In their ongoing attempt to improve workplace safety, OSHA is making some significant changes in 2014. Not everyone will be happy with these changes as OSHA is adjusting their priorities when it comes to inspections. Due to budget constraints, OSHA is reducing the total number of inspections being performed in 2014, and will be focusing on performing the most important inspections with higher standards.
The following changes will be implemented in order to attempt to continue to help improve workplace safety, while also working within the confines of their budget.
Increased Inspections of Facilities with Chemical and Health Risks
OSHA is increasing the number of inspections they are performing from 7400 to 7850 in facilities where emerging chemical and health issues come up. These are, of course, some of the most critical types of inspections, and have clearly been given a priority in the 2014 budget.
Fewer Safety Inspections
Safety inspections are among the most common types, and also the simplest of all the inspections. OSHA is planning on conducting 31,400 safety inspections in 2014, which is 2200 fewer than were conducted in 2013. The time and money saved on these types of inspections, they feel, will be better spent focusing on the more critical types of inspections.
Fewer Locations Inspected
In addition to reducing the total number of inspections performed, they are also lowering the number of places they will be inspecting. They will be visiting 1711 fewer physical workplaces in 2014 than they did in previous years. They want to focus on improving the quality of the inspection performed at each work-site.
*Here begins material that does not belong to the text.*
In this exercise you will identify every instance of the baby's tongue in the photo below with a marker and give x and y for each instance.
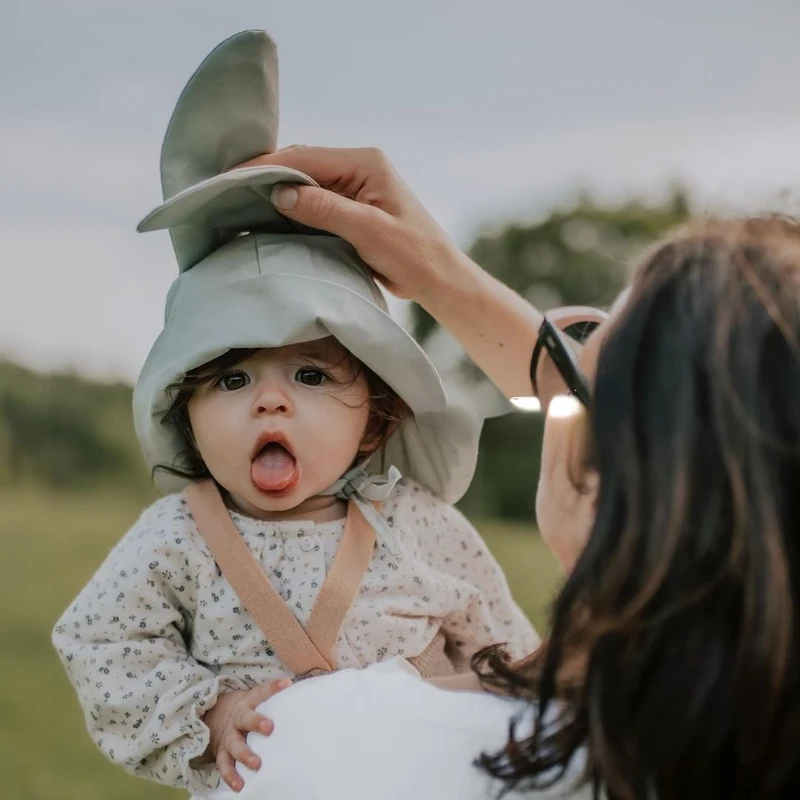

Federal Agencies to Submit Injury & Illness Data
Starting in 2014, agencies will be required to submit an annual workplace injury and illness report to the Bureau of Labor Statistics. OSHA can then analyze this data in an attempt to help develop training and inspection programs. These reports will contain information on over two million federal agency workers, which will give OSHA a very extensive set of data to work with in creating safety programs.
Some people are concerned with the adjustments OSHA is making in this area. Reducing the total number of inspections being performed may have some companies less worried about these inspections. They may let things go, resulting in an unsafe work environment. Critics feel that the quality of the inspections is less important than the quantity. Companies will improve safety on their own terms, if they feel that an inspection could be coming at any moment. If there is a reduced risk of these inspections, the companies will have a reduced incentive to spend the time, effort and money to implement these types of changes.